«Ripartiamo dai valori dei 2 giugno. Inaccettabile dividersi ora»
Il due giugno del 1946, il popolo italiano veniva chiamato alle urne, per decidere attraverso un referendum, qualche forma istituzionale avrebbe dovuto avere il Paese: se mantenere la monarchia sabauda, complice del ventennio fascista e dell’entrata dell’Italia, a fianco della Germania di Hitler, nella seconda guerra mondiale, oppure scegliere la Repubblica, forma di governo su cui puntavano tutti i partiti antifascisti, dalla sinistra al partito d’azione, passando per le forze centriste.

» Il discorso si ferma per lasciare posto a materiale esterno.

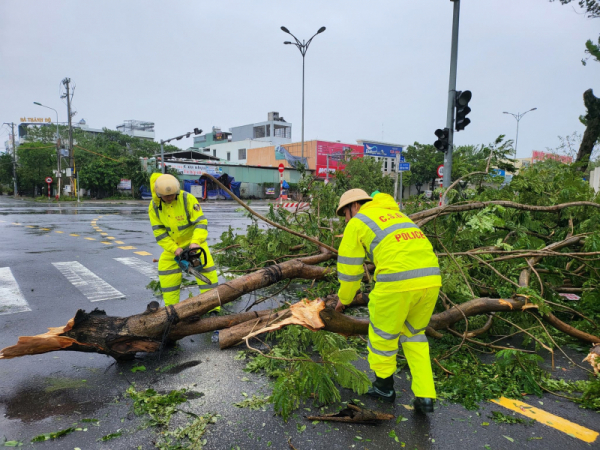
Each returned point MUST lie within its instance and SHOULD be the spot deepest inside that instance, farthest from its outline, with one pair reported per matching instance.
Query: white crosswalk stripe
(11, 298)
(88, 283)
(143, 267)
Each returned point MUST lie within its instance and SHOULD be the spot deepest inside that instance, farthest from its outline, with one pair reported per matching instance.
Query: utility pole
(12, 124)
(451, 96)
(66, 82)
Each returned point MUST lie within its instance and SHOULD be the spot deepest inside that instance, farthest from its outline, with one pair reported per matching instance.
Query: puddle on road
(54, 397)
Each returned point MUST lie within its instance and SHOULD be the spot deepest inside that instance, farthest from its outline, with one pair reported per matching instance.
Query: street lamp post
(518, 117)
(177, 138)
(303, 47)
(57, 147)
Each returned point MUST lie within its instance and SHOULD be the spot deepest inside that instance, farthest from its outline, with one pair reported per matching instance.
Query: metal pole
(302, 104)
(396, 182)
(517, 137)
(14, 160)
(66, 82)
(451, 96)
(401, 188)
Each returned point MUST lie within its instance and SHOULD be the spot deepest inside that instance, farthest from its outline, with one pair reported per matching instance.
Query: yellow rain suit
(177, 225)
(407, 276)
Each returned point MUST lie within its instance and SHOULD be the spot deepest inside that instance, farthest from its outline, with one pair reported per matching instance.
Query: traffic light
(462, 109)
(443, 139)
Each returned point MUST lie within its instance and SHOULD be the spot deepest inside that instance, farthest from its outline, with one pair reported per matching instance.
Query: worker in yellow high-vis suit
(177, 223)
(407, 282)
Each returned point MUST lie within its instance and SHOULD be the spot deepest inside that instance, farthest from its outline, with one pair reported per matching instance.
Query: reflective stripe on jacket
(179, 223)
(403, 256)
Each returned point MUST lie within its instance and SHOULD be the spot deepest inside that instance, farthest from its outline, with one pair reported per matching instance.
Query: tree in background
(592, 11)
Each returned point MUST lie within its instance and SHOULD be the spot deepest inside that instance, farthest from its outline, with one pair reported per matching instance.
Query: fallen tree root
(123, 337)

I liberali, di antico retaggio sabaudo erano al contrario favorevoli al mantenimento dell’istituto monarchico. Le forze di destra non erano in campo, cioè non erano ancora politicamente riorganizzate, ma nessuno aveva la certezza che milioni di fascisti, preferissero al modello monarchico, consolidato e conosciuto, ad una forma repubblicana ancora in divenire, e magari dai vaghi contorni comunisti.
Infatti uno slogan molto famoso all’epoca, ripetuto in maniera ossessiva verso l’elettorato, era quello di non fare “Un salto nel buio”, dall’altra parte si rispondeva con lo stesso impeto: “O la repubblica o il caos”.

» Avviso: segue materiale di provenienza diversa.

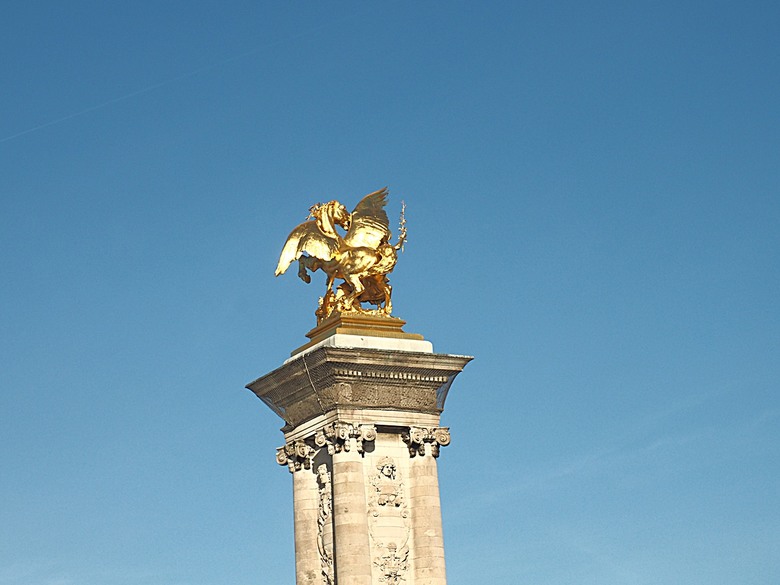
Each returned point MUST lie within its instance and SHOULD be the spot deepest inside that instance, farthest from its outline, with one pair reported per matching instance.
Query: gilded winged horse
(362, 258)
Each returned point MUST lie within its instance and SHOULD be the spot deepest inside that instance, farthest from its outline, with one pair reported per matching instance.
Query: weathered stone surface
(330, 377)
(362, 438)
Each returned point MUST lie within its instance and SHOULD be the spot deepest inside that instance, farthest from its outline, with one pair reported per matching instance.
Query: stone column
(306, 500)
(352, 554)
(428, 550)
(306, 508)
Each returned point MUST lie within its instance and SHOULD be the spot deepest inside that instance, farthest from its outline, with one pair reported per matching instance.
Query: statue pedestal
(362, 406)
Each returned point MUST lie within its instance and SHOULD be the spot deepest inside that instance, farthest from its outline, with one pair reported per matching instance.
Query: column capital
(296, 455)
(337, 436)
(416, 438)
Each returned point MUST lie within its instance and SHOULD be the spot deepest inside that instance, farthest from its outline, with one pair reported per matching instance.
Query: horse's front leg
(303, 264)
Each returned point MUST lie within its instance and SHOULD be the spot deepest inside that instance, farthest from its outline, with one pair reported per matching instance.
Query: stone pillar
(306, 501)
(362, 438)
(352, 551)
(306, 509)
(428, 550)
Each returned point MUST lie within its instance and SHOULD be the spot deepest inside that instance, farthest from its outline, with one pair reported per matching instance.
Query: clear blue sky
(593, 203)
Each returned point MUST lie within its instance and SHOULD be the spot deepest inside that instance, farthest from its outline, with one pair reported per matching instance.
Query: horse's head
(339, 214)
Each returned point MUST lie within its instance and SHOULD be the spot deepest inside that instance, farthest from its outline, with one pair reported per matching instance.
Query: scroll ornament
(416, 438)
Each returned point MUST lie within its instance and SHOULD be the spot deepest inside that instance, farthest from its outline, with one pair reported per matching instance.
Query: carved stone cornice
(337, 436)
(416, 438)
(296, 455)
(328, 378)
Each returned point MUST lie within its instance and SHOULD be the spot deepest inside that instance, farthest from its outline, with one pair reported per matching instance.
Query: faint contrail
(192, 73)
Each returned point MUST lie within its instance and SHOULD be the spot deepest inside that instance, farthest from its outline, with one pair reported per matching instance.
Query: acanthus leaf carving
(416, 438)
(296, 455)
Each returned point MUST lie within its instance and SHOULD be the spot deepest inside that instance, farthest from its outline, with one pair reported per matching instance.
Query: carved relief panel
(388, 522)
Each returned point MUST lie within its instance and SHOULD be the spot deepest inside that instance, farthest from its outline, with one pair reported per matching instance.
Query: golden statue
(362, 258)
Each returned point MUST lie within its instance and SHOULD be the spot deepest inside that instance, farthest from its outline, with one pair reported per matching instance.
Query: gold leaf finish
(362, 258)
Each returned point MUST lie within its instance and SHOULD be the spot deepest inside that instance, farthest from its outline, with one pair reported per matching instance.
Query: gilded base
(358, 324)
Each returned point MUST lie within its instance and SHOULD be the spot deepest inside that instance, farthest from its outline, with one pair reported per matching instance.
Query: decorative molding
(325, 525)
(296, 455)
(416, 438)
(337, 436)
(389, 523)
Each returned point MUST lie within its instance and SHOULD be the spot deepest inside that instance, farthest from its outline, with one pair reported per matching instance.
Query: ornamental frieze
(416, 438)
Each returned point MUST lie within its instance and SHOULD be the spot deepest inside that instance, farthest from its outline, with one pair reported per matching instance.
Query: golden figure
(362, 258)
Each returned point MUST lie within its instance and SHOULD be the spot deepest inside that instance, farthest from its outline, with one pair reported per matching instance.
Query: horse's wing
(308, 238)
(369, 225)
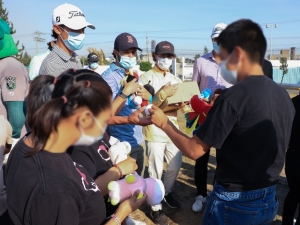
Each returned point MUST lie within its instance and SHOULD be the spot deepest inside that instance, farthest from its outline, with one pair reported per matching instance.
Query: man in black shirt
(292, 170)
(249, 125)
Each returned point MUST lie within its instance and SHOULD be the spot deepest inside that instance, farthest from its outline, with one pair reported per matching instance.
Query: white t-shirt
(96, 70)
(35, 64)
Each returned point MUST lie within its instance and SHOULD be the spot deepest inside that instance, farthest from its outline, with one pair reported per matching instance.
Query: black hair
(46, 107)
(247, 35)
(114, 55)
(55, 35)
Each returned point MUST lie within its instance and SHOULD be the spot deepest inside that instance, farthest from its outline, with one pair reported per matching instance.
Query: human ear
(85, 120)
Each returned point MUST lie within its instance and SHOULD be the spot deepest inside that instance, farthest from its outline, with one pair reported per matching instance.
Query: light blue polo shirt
(129, 132)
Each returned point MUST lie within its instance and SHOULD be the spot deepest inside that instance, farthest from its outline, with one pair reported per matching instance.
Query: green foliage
(283, 67)
(197, 56)
(4, 16)
(145, 66)
(25, 59)
(205, 50)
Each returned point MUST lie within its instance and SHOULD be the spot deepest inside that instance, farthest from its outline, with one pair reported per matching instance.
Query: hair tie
(65, 99)
(55, 80)
(88, 84)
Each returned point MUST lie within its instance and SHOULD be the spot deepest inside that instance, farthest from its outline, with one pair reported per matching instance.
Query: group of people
(59, 167)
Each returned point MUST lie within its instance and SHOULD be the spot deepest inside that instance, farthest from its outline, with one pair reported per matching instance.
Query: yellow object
(193, 127)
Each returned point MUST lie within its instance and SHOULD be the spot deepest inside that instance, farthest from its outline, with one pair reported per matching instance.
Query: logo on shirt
(130, 39)
(168, 47)
(87, 182)
(11, 83)
(75, 13)
(103, 150)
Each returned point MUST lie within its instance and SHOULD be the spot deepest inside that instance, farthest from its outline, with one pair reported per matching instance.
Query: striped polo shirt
(129, 132)
(207, 73)
(59, 61)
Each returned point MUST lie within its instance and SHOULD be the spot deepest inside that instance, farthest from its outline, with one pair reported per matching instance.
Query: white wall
(291, 63)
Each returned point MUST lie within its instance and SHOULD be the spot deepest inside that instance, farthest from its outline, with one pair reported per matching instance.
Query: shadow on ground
(185, 192)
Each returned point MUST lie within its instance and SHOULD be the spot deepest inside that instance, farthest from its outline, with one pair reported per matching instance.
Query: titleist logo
(75, 13)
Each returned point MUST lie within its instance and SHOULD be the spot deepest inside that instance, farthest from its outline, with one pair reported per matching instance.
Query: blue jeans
(258, 207)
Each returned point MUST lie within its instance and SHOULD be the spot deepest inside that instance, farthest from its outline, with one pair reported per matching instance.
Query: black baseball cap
(125, 41)
(93, 57)
(165, 47)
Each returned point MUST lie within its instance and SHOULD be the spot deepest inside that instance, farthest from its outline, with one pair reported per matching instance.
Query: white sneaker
(198, 205)
(130, 221)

I risultati non erano poi così certi e scontati, se il nord del Paese, che aveva conosciuto il regime di Salò e provato la repressione nazifascista, era largamente a favore della Repubblica, il centro sud, manifestava ancora notevoli simpatie verso la monarchia, ed in particolare nei confronti della famiglia sabauda, nonostante essa fosse stata fortemente compromessa e coinvolta con il Fascismo.
Non fu certo un caso che alla fine, seppur tardivamente, il vecchio re Vittorio Emanuele III abdicò a favore del figlio Umberto, una mossa, imposta dalle formazioni monarchiche, per cercare nuove simpatie, sì di un Savoia forse meno responsabile rispetto al padre, nella condotta della guerra.
Certamente avrebbe fatto più presa sul popolo, la giovane moglie Maria Josè, apertamente antifascista, affascinante, carismatica, amica e protettrice di tanti famosi intellettuali dell’epoca, a partire da Benedetto Croce.
In lei si percepiva il modello delle monarchie del nord Europa: riformiste, costituzionali. Come il Belgio il suo Paese d’origine.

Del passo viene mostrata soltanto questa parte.